Natalie Overton
Like every other aspect of her life, they’ve been massively broadcasted. And in her case, they might have proven deadly.
Due to her mutated BRCA 1 gene, two years ago Angelina Jolie Pitt underwent a preventative double mastectomy. This year, she says in her Op-Ed piece in the New York Times, she underwent further surgery to remove her ovaries and fallopian tubes, which sent her straight into forced menopause and a bout of hormone therapy. This Hollywood icon committed to these seemingly drastic surgeries due to a simple but potentially lethal mutation on her X chromosome, specifically in the BRCA1 and BRCA2 genes. These gene mutations are also capable of affecting the pancreas and prostate.
The Genetics Home Reference identifies BRCA1 and BRCA2 (an acronym for BReast CAncer 1 and 2, early onset) as tumor suppressor genes—collectively referred to as the BRCA genes. They produce tumor suppressor proteins that monitor cell growth, and specifically maintain DNA strands. If a DNA strand is broken or mutated, these proteins will fix it. A mutated BRCA gene will provide inaccurate instructions for the production of maintenance proteins, which could lead to uncontrolled cell growth, or a tumour. The result? A potentially cancerous growth on Angelina Jolie’s ovaries.

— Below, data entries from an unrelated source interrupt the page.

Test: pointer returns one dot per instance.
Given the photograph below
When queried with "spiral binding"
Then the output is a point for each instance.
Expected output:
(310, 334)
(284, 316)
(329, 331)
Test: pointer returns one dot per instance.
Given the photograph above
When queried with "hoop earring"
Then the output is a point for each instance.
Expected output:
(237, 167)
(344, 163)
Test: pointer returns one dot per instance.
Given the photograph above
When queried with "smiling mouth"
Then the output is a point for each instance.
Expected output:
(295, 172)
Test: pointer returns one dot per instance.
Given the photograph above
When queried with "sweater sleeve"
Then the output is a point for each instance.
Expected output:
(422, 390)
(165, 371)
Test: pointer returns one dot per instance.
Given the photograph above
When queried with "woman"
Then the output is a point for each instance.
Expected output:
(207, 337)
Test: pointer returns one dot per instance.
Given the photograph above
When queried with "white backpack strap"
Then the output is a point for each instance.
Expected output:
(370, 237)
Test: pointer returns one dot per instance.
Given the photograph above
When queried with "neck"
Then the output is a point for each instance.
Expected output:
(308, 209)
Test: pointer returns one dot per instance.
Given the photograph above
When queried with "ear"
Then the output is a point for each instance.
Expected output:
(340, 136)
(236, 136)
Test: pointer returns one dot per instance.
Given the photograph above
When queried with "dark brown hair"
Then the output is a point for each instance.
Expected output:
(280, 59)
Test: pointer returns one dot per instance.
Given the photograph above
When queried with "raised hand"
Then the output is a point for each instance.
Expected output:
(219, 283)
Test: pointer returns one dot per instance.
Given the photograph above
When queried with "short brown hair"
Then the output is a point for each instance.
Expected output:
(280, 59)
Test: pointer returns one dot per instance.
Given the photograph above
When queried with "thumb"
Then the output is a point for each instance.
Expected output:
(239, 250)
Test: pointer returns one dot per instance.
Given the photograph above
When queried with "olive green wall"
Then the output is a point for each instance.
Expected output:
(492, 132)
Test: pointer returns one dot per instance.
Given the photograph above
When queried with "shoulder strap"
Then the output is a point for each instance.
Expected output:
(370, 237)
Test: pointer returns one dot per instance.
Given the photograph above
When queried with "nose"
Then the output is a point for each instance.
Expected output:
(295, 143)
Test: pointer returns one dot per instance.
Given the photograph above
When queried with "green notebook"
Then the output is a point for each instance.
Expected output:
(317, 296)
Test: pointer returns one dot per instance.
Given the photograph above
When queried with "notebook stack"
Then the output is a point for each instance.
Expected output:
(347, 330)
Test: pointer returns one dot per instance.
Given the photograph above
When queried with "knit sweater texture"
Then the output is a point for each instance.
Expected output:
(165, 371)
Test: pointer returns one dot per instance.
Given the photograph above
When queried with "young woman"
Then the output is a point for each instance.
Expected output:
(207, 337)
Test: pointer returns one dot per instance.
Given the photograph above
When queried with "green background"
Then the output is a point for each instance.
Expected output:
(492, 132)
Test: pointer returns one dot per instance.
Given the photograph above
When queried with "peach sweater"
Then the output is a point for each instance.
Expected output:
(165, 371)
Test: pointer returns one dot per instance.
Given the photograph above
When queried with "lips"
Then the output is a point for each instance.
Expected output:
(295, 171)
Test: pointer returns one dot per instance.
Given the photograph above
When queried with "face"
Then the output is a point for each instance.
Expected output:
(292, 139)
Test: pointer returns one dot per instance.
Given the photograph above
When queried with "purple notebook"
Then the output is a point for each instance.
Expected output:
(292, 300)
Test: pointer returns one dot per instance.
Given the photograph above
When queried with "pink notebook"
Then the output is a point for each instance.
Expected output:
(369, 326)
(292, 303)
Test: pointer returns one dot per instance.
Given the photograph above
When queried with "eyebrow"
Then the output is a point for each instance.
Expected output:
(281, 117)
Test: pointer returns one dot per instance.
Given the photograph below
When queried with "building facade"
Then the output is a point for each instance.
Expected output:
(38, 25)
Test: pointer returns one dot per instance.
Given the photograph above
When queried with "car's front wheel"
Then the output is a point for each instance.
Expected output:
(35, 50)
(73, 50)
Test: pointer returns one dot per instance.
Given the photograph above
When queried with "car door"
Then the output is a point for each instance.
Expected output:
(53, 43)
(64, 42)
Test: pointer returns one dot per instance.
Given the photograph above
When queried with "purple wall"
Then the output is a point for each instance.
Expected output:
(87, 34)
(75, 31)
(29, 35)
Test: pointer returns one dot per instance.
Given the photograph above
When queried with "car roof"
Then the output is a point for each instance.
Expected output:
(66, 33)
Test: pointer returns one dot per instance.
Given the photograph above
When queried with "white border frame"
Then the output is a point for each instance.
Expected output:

Cancer is a risky business, and the risks increase exponentially when BRCA mutations occur. According to the National Cancer Institute, a mutated BRCA1 gene increases the risk of breast cancer by 43-53%, while a mutated BRCA2 gene increases the risk of breast cancer by 33%. The risk of developing ovarian cancer is increased by 38% with a BRCA1 mutation, and by 10-16% with a BRCA2 mutation. Note that there have been no long-term population studies comparing the risk of carriers (those who express the mutated gene) with non-carriers.
Additionally, there is a higher prevalence of mutated BRCA genes in Ashkenazi Jews, along with Norwegian, Dutch, and Icelandic people.
Current clinical trials focus on screening and treating BRCA mutations, as well as its epidemiology and biomarkers. Interesting research has involved the consequences of faulty BRCA1 function—one of its more specific jobs is to randomly inactivate one of the X-chromosomes. If the BRCA1 gene is mutated and, in turn, does not inactivate one of these copies, the female will have twice the amount of X-chromosome gene products as she should. Gene products are either RNA (ribonucleic acid) or proteins that, among other things, regulate oncogenes.
Oncogenes, when overly expressed or mutated, allow cells that were otherwise scheduled for death to survive and proliferate. This is cancer.
The mutated gene is hereditary, so it is recommended to consider medical evaluation if your family has a history of breast, prostate, fallopian, pancreatic or ovarian cancer. However, the National Cancer Institute warns, “Professional societies do not recommend that children, even those with a family history suggestive of a harmful BRCA1 or BRCA2 mutation, undergo genetic testing for BRCA1 or BRCA2. This is because no risk-reduction strategies exist for children, and children’s risks of developing a cancer type associated with a BRCA1 or BRCA2 mutation are extremely low.”
All this buzz about miss Jolie’s ovaries has been centered around the intriguing and groundbreaking discoveries about the BRCA1 and BRCA2 genes, which could foretell great advances in cancer research and save many lives—including yours, perhaps.